She started and glanced around. Beside her, reading her thoughts in her face, was Dr. Stanhope. Instead of his baggy, unclerical tweed suit, he was wearing the uniform of his order. It sat strangely upon him, like a livery; and, she thought, he hasn’t in the least the look of the liveried, of one who is part of any sort of organisation. “He looks as lone, as ‘unorganised,’ as self-sufficient, as a mountain.”
“Depressing?” she said, shaking her head with an expression of distaste. “It’s worse—it’s hopeless.”
“No,—not hopeless. And you ought not to look at it with disgust. It’s the soil—the rotten loam from which the grain and the fruit and the flowers spring.”
“I don’t think so. To me it’s simply a part of the great stagnant, disease-breeding marsh which receives the sewage of society.”
“I sha’n’t go on with the analogy. But your theory and mine are in the end the same. We all sprang from this; and the top is always flowering and dropping back into it to spring up again.”
“I see nothing but ignorance that cannot learn. It seems to me nearly all the effort spent upon it is wasted. If nature were left alone, she would drain, drain, drain, until at last she might drain it away.”

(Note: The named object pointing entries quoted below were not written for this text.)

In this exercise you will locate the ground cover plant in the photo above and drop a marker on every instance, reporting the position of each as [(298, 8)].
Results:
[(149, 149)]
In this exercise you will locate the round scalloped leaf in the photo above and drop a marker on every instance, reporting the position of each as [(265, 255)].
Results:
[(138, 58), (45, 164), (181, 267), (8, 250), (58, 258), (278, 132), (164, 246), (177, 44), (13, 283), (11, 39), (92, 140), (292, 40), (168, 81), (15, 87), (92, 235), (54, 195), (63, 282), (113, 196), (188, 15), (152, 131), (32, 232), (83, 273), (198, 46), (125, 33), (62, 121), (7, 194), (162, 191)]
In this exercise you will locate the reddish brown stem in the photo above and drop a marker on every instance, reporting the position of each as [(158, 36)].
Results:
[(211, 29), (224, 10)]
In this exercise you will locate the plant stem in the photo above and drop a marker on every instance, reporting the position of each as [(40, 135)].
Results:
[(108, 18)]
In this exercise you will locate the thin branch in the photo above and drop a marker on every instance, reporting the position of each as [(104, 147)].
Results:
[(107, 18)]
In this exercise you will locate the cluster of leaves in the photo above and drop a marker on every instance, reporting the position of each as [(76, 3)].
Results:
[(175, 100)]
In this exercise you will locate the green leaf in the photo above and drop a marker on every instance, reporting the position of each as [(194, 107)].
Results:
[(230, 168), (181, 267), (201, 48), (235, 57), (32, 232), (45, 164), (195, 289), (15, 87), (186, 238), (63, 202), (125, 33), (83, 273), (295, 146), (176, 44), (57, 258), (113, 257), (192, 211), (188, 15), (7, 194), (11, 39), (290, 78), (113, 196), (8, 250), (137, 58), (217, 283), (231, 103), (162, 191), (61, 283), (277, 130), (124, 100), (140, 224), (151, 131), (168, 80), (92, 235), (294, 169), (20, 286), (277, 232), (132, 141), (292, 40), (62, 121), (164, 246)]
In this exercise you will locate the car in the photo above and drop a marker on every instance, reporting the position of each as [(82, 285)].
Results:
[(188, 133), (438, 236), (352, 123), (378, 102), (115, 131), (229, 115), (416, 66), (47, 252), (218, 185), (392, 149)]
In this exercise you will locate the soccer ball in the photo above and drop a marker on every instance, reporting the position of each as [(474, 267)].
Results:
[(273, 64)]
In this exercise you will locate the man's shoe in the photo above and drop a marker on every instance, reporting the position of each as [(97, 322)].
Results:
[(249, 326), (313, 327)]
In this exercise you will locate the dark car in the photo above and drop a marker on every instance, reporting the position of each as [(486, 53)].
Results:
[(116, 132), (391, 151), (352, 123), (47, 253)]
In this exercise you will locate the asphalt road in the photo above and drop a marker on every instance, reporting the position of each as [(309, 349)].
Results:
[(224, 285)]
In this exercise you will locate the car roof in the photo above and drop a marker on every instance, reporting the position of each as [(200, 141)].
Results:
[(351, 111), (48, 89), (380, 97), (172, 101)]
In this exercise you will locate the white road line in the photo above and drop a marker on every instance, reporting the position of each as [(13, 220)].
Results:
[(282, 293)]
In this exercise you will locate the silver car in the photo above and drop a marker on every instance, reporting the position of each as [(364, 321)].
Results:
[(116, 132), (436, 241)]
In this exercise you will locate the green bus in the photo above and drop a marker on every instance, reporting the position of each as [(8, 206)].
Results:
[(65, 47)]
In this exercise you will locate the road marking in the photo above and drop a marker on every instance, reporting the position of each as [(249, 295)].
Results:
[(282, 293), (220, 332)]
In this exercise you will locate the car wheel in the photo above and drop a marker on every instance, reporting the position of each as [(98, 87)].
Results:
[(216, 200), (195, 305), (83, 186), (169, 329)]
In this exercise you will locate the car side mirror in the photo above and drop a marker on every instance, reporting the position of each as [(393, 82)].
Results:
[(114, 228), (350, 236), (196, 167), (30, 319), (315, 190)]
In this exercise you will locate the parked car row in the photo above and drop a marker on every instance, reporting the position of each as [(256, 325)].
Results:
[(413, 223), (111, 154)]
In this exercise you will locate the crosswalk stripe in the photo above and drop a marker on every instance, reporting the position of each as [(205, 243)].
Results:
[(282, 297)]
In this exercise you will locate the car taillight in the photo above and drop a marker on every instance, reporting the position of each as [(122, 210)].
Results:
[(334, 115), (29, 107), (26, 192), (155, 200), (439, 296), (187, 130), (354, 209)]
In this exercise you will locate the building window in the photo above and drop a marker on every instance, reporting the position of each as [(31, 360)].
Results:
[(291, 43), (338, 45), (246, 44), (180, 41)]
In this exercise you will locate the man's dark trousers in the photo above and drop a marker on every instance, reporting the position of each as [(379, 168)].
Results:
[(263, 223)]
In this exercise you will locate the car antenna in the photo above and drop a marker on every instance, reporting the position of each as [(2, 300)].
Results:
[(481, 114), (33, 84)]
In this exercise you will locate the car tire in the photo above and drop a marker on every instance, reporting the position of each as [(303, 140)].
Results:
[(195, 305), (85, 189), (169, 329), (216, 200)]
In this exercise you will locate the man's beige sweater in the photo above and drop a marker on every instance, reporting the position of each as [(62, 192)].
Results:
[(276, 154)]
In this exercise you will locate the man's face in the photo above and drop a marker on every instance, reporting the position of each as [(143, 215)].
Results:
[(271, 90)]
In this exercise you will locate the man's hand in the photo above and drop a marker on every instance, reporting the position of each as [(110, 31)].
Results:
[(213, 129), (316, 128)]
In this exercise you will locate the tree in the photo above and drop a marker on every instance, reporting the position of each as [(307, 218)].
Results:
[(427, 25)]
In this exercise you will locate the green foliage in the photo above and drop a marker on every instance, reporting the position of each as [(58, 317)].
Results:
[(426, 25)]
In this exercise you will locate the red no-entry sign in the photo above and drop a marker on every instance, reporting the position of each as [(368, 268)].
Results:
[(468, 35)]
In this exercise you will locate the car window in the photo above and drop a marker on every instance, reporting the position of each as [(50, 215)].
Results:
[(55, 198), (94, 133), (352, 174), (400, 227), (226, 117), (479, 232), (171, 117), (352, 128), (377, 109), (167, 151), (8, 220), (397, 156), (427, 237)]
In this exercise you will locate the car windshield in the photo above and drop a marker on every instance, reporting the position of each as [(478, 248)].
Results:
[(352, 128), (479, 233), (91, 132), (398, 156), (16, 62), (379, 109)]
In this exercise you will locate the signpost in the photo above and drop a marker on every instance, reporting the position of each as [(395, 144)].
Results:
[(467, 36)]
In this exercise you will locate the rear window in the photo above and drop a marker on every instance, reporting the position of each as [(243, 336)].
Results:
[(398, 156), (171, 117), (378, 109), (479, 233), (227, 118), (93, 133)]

“Yours is an unjust view, I think. I won’t say anything,” this with a faint smile, “about the souls that are worth saving. But if we by working here open the way for a few, maybe a very few, to rise who would otherwise not have risen, we have not worked in vain. My chief interest is the children.”
“Yes,” she admitted, her face lighting up, “there is hope for the children. You don’t know how it has affected me to see what you and your people are doing for them. It’s bound to tell. It is telling.”
He looked at her as if she were his queen and had bestowed some honour upon him which he had toiled long to win. “Thank you,” he said. “It means a great deal to me to have you say that.”
She gave him a careless glance of derisive incredulity.